Mineral grass

2020

Mineral Grass belongs to a series of works called Untitled Glasssand - UG, which I began producing and experimenting with in 2014. These works materialize through a process of fusion and interaction with the territory where I live, Nove, a small town in the province of Vicenza. The town is traversed by the Brenta River, which defines its landscape and original features. The sculptures Mineral Grass emerge both from the perceived interaction with the location and the ease with which I can retrieve compositional elements. The underlying concept of this unique production aims to highlight a lack of historical and industrial continuity on one hand, while on the other, it makes me feel the necessity of constantly seeking a connection between the artwork and the birthplace.

All UG works address the issue of the invisible in the process of material transformation, manifesting the crystallization of time, space, and energy by compressing sands, glass, enamels, oxides, and metals in a stratification and vitrification process.

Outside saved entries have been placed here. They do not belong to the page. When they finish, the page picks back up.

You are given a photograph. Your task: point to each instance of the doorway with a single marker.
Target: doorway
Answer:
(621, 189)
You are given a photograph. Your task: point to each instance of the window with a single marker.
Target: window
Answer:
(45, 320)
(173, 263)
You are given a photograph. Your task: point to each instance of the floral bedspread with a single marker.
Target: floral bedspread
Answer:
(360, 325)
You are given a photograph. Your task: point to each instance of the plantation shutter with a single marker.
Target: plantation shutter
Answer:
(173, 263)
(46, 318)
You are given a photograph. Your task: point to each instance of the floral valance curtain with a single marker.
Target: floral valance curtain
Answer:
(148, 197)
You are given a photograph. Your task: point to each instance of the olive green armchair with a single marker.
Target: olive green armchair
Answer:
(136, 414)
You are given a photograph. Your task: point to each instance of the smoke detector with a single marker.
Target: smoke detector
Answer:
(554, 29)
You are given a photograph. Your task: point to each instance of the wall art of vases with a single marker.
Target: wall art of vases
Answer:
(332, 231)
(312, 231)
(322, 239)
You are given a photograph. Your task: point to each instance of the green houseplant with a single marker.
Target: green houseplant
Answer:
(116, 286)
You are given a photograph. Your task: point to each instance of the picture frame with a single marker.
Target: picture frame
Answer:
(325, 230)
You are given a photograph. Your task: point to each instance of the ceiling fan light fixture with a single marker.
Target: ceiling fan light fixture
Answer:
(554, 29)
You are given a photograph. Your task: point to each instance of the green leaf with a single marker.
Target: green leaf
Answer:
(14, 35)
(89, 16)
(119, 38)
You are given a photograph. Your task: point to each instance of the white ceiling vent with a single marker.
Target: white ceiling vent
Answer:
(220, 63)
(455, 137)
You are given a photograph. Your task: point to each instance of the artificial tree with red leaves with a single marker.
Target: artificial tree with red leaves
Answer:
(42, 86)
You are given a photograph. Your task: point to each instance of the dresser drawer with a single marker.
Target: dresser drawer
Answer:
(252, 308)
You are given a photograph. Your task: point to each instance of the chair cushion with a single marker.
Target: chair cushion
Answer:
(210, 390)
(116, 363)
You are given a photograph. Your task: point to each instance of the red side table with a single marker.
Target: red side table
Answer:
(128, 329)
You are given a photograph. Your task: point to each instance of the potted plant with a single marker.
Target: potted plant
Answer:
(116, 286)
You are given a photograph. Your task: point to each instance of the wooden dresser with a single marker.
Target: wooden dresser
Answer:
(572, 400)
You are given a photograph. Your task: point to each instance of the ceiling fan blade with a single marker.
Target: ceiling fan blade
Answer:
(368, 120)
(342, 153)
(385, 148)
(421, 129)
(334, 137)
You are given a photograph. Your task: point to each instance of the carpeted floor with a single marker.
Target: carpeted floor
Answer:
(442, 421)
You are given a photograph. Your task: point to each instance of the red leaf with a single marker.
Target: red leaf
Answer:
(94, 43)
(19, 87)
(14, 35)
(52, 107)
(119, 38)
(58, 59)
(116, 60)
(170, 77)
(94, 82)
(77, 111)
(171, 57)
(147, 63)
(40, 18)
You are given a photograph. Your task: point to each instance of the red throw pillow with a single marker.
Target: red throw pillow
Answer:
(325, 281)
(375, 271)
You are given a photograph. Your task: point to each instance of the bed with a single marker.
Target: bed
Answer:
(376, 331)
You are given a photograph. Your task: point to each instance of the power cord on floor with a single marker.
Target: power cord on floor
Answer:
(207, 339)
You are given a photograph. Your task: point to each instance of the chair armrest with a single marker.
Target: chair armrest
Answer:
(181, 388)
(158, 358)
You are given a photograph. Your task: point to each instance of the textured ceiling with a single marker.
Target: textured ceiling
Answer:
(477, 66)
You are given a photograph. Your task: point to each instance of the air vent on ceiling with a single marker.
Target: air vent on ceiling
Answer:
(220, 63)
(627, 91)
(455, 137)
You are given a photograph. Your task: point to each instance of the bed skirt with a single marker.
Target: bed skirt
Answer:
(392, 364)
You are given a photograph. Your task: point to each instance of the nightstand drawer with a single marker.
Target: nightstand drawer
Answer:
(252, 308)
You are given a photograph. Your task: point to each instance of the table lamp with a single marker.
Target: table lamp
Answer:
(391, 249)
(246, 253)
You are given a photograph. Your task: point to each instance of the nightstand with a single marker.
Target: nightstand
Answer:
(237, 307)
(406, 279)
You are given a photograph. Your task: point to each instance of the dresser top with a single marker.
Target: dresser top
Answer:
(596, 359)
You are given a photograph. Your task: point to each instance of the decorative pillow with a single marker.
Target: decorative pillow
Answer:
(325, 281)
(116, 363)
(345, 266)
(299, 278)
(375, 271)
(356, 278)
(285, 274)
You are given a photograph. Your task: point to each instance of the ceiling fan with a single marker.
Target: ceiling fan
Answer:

Mineral Grass represents the evolution of a stone: the work transforms the weight and compressed temporality within minerals into a faster and reproductive cycle, guided by humans and inspired by plant life. The process is based on an ecosystem that interprets mineral matter as a self-developing organism. Attention, before being aesthetic or formal, focuses on the production process of materials. The works are structured as a mixture of sands, fluxes, oxides, and metals; the stone, once crushed and processed through precipitates or thermal contrasts, turns into crystalline powder, enamel, or fired, depending on its granularity. In summary, a synergy is created with a circular process that dismantles and reassembles minerals as if they were part of a plant organism. Art allows connecting different levels of thought, unveiling Mineral Grass as a conscious sprouting of minerals, a reflection on the material that accompanies us throughout life and often remains hidden beneath our feet.